Jamie - posted on 12/19/2011

185

2

1

Oh goodness...I am so sorry for what you are going through.

If you actually read the texts where it talks about marital unfaithfulness in it's original language, it explains it a lot better. It isn't only talking about adultery- it is a broader term.

However, your husband fits even the most confined English description.

As follower of Jesus you need to show your daughters what a strong woman of God does. And that is not cower and accept what this man has done to every one. After being molested your child is at great risk for becoming a victim repeatedly later in life. I remember interviewing one of the women who was molested as a child, and she said it was because her mother stayed with the boyfriend that molested her that she felt the deepest wound.

You don't sound happy and your husband is not being faithful. He has wounded your family in the most damaging ways.

He needs to seek help, and it sounds like even if he has - it's not enough. He's still slipping back. You can be supportive of his treatment and not be with him. Do no enable him by staying with him.

You and your daughters are worth so much more than that! You are not doing anything wrong by leaving him.

Feel free to private message me about this. I've worked with a lot of trauma victims and I am more than happy to refer you to a Christian counselor and people who will help pull you out of this.

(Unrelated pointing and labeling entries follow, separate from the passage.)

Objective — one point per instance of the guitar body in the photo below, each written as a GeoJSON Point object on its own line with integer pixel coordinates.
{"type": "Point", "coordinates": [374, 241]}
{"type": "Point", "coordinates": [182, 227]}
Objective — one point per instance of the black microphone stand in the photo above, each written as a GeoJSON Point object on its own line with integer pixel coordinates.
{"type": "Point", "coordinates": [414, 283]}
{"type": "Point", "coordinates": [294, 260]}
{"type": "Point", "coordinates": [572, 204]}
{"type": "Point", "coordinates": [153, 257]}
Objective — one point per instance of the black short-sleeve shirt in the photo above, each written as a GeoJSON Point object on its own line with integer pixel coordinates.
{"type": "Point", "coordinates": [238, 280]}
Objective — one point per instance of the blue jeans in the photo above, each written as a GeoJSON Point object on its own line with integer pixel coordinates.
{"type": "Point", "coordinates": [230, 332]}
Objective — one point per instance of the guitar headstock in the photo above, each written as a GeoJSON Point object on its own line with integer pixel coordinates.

The hardest part is leaving for good. Once you get a little more separated for the situation you will see it in a new light.

Angie - posted on 12/19/2011

254

28

25

I'm not an advocate for divorce either...why I waited until I was 35 because I finally felt that forever feeling ~ I don't know why people change, I don't know why people do some of the things they do, but I do know my God wants me to be happy, yes, there's everyday life struggles over bills, over kids, marriage is work ~ but when you are both not working at it and you are in so much pain and no trust - Lord knows what he's "sneaking" around to do all day while you are working to provide, nobody deserves that..you deserve to be happy...prayers your way to find some peace with a decision

Lisa - posted on 12/19/2011

5

0

0

rachel, my social worker and i worked on it through counsellings with him... he improved not to molest them again... but only the thing is that he still does the porns which disgusted me! my daughter is older enough , living on her own now
and i asked her if he did again ,and she said no he never touched her ever after that happened... my daughter doesnt blame me because i didnt know and she saw how hard i worked to protect them by cousnellings to help them etc...

Lisa - posted on 12/19/2011

5

0

0

Teresa, I had seen several counsellings and my husband also saw few counsellings before he moved in.. seemed that he doesnt know how to stop the porns .. i rather live on myself with childrne alone so i can have the good healthy living, agreed

Proud - posted on 12/18/2011

269

28

4

If my husband molested my child he would have been out of my life forever.

I'm sorry but RARELY do pedophiles rehabilitate. By having him back in the household you are putting your child in danger

Carla - posted on 12/18/2011

4,285

83

120

Sorry, sweetheart, but I've gotta echo what the other women have said. Pedophiles rarely, and I mean RARELY get rehabilitated. My brothers both had sex with my little 14 y/o step-niece (one her step-father, one her uncle). My sis-in-law tried, as you did, to forgive and go on, but she absolutely couldn't. Her grandson (and we don't know if her grandchild is her step-son, grandson or nephew, very convoluted mess) looks like our side of the family, and every time she looked at him, the horror of this situation is relived.

I, like Linda and Teresa, am NOT an advocate for divorce, HOWEVER, in situations like this, I can't see God not standing behind you leaving this man. I am going to message one of the girls on this community and have her message you. She is going through the same thing, and I think she can give you some words of hope.

God bless

[deleted account]

Are your daughters still in the home?

I'm really not an advocate for divorce, but biblically speaking... adultery is a way out. I couldn't trust him either. I guess my only positive feedback is to seek a Christian counselor for yourself. I'm sorry!